Monday, August 4, 2014

Laboring in Love to Keep the Peace

Calvin commenting on what it means to be a "peacemaker" in Matt. 5:9:
Meekness is part of being peaceable. If we are patient, it will not be our fault if we do not live in harmony and peace with other men. Why else do men inflict such suffering on one another, and war among themselves, and fight like cats and dogs, if not because they are impatient? No one can bear to be wronged, and we are so addicted to self-interest that we demand instant satisfaction: if we do not get it, we immediately take off the gloves. Then come recrimination and hostility, which turn to mortal hatred and the wish to kill and murder, with no one being spared.

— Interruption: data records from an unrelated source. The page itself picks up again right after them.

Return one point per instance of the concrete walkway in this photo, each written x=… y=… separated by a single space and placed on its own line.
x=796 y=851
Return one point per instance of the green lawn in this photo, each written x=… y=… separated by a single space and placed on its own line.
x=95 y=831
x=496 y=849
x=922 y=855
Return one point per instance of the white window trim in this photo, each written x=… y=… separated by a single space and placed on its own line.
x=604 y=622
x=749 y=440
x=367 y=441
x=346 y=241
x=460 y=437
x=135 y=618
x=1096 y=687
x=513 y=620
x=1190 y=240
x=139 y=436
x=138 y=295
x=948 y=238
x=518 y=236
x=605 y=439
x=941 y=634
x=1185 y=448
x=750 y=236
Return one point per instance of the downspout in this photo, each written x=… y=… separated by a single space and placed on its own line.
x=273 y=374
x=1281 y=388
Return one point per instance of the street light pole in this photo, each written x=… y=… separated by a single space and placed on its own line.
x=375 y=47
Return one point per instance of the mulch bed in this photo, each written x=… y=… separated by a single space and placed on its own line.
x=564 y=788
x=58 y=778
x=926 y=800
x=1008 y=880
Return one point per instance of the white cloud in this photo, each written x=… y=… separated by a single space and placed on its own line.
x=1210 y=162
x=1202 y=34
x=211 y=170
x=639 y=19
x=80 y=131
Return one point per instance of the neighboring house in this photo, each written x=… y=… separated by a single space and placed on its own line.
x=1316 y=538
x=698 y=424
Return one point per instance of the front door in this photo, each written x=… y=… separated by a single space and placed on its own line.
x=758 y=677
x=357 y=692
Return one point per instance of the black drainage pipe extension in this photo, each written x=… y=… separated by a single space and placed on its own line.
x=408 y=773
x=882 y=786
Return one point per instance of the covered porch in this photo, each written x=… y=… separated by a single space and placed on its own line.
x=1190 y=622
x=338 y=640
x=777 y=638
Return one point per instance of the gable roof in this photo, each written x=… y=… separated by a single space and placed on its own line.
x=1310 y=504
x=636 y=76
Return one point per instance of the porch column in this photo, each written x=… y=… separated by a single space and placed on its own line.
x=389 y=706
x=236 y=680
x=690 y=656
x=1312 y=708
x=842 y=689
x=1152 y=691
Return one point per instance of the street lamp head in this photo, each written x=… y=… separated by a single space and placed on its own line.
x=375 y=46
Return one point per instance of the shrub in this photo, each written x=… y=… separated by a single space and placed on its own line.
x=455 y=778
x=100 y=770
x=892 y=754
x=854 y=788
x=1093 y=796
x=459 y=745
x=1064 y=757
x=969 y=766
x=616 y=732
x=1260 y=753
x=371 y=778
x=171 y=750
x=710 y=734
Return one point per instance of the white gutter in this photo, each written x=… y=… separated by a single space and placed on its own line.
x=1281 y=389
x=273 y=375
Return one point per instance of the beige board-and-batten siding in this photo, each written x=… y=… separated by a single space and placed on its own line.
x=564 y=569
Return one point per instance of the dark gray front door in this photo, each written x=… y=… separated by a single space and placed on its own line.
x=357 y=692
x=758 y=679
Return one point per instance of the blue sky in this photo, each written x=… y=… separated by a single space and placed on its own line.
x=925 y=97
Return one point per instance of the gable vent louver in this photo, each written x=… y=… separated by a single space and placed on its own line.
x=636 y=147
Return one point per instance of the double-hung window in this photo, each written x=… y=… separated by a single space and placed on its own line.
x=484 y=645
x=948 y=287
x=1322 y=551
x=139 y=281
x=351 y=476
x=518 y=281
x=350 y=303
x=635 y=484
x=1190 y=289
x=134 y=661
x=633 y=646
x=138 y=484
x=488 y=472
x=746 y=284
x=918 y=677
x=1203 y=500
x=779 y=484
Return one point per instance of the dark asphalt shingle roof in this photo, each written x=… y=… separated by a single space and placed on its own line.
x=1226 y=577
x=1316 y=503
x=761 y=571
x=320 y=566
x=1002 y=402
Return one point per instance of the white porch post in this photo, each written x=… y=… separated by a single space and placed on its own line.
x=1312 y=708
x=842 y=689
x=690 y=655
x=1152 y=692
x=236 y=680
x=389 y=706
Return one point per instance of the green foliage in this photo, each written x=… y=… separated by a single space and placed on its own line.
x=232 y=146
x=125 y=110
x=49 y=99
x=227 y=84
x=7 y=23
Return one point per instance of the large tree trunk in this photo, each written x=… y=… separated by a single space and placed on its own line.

That is how impatience prevents men from living peaceably together; that is why we consciously chafe and fret, and why each of us is a devil to his neighbor. We must learn, then, to cultivate patience, and so to lay aside self-interest and reputation that we readily forgive the wrongs done to us. That, I believe, is how we can be peaceable. 
For the rest, it is not enough for us to avoid giving people cause to injure or trouble us. We must do whatever we can to keep the peace among ourselves. That is what we must do, even if it means suffering loss as a result or surrendering some of our rights. For peace should be so precious to us—God after all commands it—that nothing else should matter to us.
—John Calvin, Sermons on the Beatitudes, transl. Robert White (Edinburgh: Banner of Truth Trust, 2006), 54.

Friday, August 1, 2014

Israel: A People Faithful to YHWH

J. Gordon McConville:
The story of the prophetic books involves re-thinking who 'Israel' is. The prophets sometimes speak of a 'remnant' in order to show how the story of Israel is advancing (Isa. 10:20-23; Jer. 5:10; Joel 2:32 [3:5]). They also sometimes picture reunion of Israel, north and south, in a way that cannot be meant in a plain historical sense (Ezek. 37:15-17). In other words, 'Israel' is redefined in the prophets as a people that remains faithful to Yahweh. That people, however, is still heir to all the ancient promises that first called a people out of Egypt.
—J. Gordon McConville, Exploring the Old Testament: A Guide to the Prophets (Downers Grove: InterVarsity, 2002), xxiv.